The latest in a series of exhibitions
Inside the White Cube, organised since 2011 at White Cube to showcase work by artists not represented or previously exhibited by the gallery, is
Donna Huddleston: Company. Though she has presented her drawings to the public before – including at the Drawing Room in 2019 – this solo exhibition is the first time Huddleston has ever shown paintings, revealing a suite of new large-scale acrylic works.
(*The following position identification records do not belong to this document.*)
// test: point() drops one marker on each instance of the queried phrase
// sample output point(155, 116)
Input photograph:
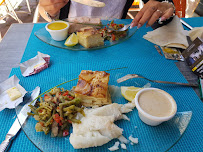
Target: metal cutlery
point(22, 116)
point(125, 27)
point(130, 76)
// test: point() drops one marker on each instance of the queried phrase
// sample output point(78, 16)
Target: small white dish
point(58, 34)
point(156, 95)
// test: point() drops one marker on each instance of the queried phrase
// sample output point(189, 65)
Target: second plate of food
point(110, 37)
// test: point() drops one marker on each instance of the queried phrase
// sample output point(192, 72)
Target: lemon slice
point(129, 92)
point(72, 40)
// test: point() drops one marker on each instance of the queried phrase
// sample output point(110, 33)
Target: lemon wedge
point(72, 40)
point(129, 92)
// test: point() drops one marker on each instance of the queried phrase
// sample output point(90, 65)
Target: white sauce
point(155, 103)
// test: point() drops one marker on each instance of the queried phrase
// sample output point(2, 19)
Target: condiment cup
point(150, 119)
point(58, 35)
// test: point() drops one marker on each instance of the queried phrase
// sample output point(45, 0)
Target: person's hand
point(52, 6)
point(152, 11)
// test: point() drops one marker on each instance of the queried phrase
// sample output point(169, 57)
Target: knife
point(92, 3)
point(88, 24)
point(21, 117)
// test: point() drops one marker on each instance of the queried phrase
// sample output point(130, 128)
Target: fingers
point(50, 2)
point(148, 15)
point(151, 12)
point(167, 14)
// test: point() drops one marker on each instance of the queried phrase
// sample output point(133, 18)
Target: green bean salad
point(56, 111)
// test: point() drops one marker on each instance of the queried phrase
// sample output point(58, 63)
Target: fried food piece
point(92, 88)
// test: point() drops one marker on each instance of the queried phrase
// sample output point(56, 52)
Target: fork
point(130, 76)
point(125, 27)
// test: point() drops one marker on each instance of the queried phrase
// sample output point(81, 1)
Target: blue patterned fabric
point(137, 54)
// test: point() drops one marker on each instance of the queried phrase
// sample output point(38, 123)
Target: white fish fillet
point(97, 127)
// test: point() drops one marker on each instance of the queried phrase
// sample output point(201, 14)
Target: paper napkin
point(170, 35)
point(196, 32)
point(5, 101)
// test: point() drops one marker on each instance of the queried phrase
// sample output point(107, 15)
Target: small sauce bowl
point(155, 106)
point(58, 30)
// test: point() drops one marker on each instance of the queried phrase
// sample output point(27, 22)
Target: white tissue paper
point(170, 35)
point(5, 101)
point(35, 65)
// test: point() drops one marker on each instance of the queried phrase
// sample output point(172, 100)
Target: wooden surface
point(14, 43)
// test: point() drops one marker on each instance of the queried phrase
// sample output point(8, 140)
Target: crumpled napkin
point(196, 32)
point(35, 65)
point(5, 101)
point(170, 35)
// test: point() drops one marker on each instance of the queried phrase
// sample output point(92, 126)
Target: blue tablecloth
point(137, 54)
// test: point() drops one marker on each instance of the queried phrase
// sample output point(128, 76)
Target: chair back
point(180, 6)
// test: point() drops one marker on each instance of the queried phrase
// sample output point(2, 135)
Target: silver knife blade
point(20, 120)
point(92, 3)
point(87, 24)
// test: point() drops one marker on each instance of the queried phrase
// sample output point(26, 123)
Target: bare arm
point(52, 7)
point(152, 11)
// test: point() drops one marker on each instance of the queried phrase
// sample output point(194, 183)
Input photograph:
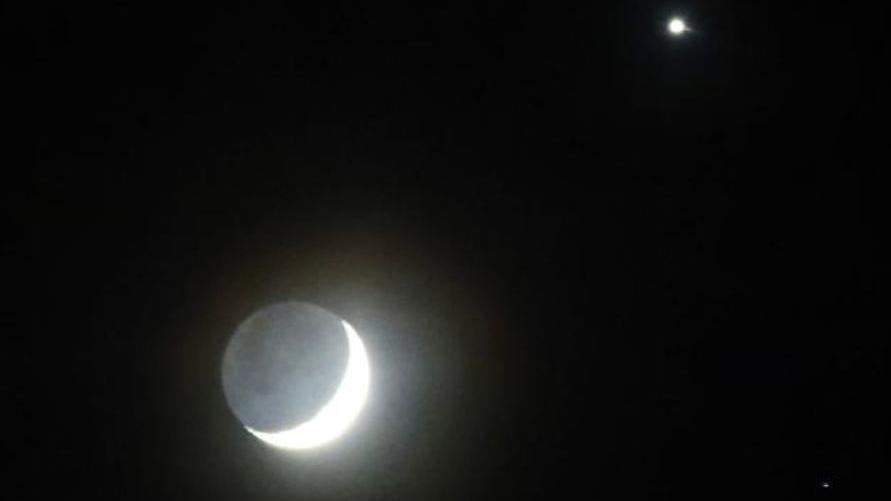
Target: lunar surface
point(295, 375)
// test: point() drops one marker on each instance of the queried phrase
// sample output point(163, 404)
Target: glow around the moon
point(677, 26)
point(339, 413)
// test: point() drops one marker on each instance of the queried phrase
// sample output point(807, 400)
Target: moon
point(677, 26)
point(296, 375)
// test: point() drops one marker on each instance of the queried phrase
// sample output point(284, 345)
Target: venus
point(295, 375)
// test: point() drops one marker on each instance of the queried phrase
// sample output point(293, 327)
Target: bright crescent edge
point(335, 417)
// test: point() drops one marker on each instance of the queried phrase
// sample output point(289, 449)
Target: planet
point(295, 375)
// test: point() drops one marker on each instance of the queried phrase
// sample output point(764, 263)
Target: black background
point(589, 260)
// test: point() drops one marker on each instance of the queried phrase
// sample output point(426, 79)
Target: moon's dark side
point(283, 364)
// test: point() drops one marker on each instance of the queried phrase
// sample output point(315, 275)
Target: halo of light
point(335, 417)
point(677, 26)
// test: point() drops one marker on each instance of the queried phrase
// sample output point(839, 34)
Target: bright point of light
point(338, 414)
point(677, 26)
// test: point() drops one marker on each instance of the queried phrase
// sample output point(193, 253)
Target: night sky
point(589, 260)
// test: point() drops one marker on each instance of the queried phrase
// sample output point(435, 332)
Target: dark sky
point(590, 261)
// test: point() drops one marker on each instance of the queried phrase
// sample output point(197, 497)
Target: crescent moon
point(335, 417)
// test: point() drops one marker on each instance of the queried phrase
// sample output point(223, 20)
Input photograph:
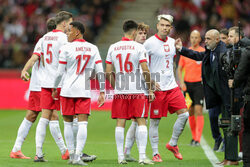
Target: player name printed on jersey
point(50, 48)
point(37, 69)
point(126, 56)
point(161, 56)
point(80, 58)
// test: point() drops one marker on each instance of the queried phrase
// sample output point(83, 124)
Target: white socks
point(22, 134)
point(142, 139)
point(40, 135)
point(154, 135)
point(57, 135)
point(130, 137)
point(75, 128)
point(81, 138)
point(178, 128)
point(69, 136)
point(119, 138)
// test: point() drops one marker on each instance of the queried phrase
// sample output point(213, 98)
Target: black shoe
point(192, 143)
point(217, 144)
point(88, 158)
point(40, 159)
point(222, 147)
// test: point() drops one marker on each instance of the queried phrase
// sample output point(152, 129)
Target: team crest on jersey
point(166, 48)
point(156, 112)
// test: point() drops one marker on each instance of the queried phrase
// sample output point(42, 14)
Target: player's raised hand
point(25, 75)
point(151, 96)
point(101, 99)
point(178, 44)
point(54, 94)
point(183, 87)
point(157, 87)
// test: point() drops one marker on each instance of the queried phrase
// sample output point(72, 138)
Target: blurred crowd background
point(23, 22)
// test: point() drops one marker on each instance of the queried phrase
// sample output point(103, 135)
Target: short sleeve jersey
point(161, 58)
point(80, 58)
point(126, 56)
point(52, 42)
point(192, 67)
point(36, 75)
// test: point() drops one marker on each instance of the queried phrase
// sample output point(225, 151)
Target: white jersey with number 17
point(52, 42)
point(126, 56)
point(161, 58)
point(36, 75)
point(81, 58)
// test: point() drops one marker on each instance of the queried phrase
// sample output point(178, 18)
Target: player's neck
point(163, 37)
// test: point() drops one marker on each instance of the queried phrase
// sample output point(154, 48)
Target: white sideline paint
point(209, 153)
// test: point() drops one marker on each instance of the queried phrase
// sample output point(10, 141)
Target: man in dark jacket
point(216, 90)
point(242, 78)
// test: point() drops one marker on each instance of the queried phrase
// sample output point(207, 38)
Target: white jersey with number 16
point(52, 42)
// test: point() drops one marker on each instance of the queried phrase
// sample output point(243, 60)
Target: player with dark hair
point(129, 102)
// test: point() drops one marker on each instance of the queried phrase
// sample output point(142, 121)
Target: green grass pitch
point(101, 142)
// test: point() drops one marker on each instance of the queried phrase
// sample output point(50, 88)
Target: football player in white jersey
point(131, 136)
point(129, 100)
point(79, 58)
point(34, 100)
point(161, 51)
point(52, 41)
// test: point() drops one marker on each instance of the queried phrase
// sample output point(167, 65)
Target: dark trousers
point(213, 117)
point(246, 135)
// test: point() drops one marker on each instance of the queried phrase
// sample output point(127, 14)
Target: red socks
point(192, 123)
point(196, 126)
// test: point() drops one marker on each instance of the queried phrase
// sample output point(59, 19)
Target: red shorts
point(34, 101)
point(170, 100)
point(73, 106)
point(127, 106)
point(47, 102)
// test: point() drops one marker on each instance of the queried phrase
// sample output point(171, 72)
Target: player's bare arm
point(109, 76)
point(182, 84)
point(178, 44)
point(147, 77)
point(24, 74)
point(101, 79)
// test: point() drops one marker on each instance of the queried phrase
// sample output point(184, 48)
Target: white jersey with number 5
point(36, 75)
point(52, 42)
point(126, 56)
point(81, 58)
point(161, 57)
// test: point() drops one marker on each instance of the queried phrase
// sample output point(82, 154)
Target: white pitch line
point(209, 152)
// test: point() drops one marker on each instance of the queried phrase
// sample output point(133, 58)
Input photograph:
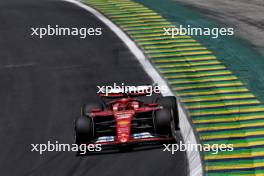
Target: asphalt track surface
point(45, 81)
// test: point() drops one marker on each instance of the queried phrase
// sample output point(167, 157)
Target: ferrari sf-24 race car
point(126, 120)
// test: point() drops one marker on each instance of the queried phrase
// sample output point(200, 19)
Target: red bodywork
point(124, 111)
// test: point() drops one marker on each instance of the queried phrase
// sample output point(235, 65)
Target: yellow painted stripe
point(213, 92)
point(229, 127)
point(227, 111)
point(207, 86)
point(221, 104)
point(238, 166)
point(215, 119)
point(170, 46)
point(175, 50)
point(224, 136)
point(193, 80)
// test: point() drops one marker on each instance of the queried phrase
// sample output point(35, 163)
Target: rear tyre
point(84, 130)
point(87, 108)
point(170, 102)
point(162, 121)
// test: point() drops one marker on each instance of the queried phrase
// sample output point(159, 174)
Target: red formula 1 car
point(127, 120)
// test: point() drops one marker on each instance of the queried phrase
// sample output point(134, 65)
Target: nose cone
point(123, 125)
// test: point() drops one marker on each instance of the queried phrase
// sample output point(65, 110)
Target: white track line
point(194, 160)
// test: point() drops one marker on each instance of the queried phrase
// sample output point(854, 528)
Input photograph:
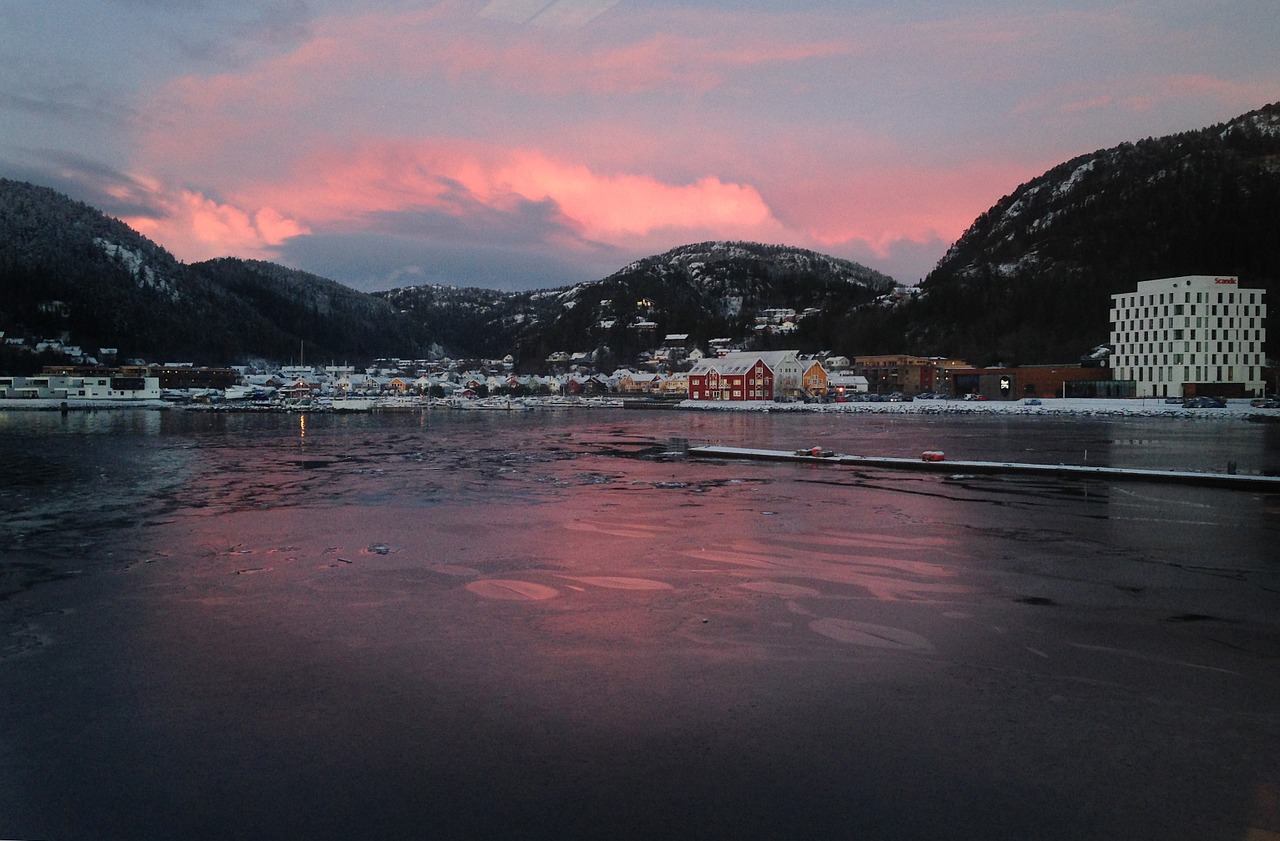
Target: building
point(1189, 336)
point(772, 375)
point(1033, 380)
point(906, 374)
point(100, 387)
Huddleston’s background is in set and costume design, and this becomes apparent in her approach, where drawing characters and their clothing is the beginning of rich and exploratory worlds, creating a sense of play and possibility, stylistically influenced by the technical drawings she used to do at theatre design school, graphic, flat and meticulously constructed fabulations. The scale of the figures Huddleston has made for
Company also ventures into new ground; this time she’s worked at life size, so the figures feel present in the room. Though they touch on references taken from film, theatre, literature and classical painting, the characters are difficult to pin down to a time or place, inviting projection and imagination.
They might also be seen as self-portraits of the artist, to an extent. “When you paint figures there’s always an element of yourself in them.” Huddleston has said. “There’s an element of yourself in everything. I do find my face can appear in some pictures. I’m physically feeling the figure as I paint them – their posture, their stance, their composition. So I think naturally I place myself into them.”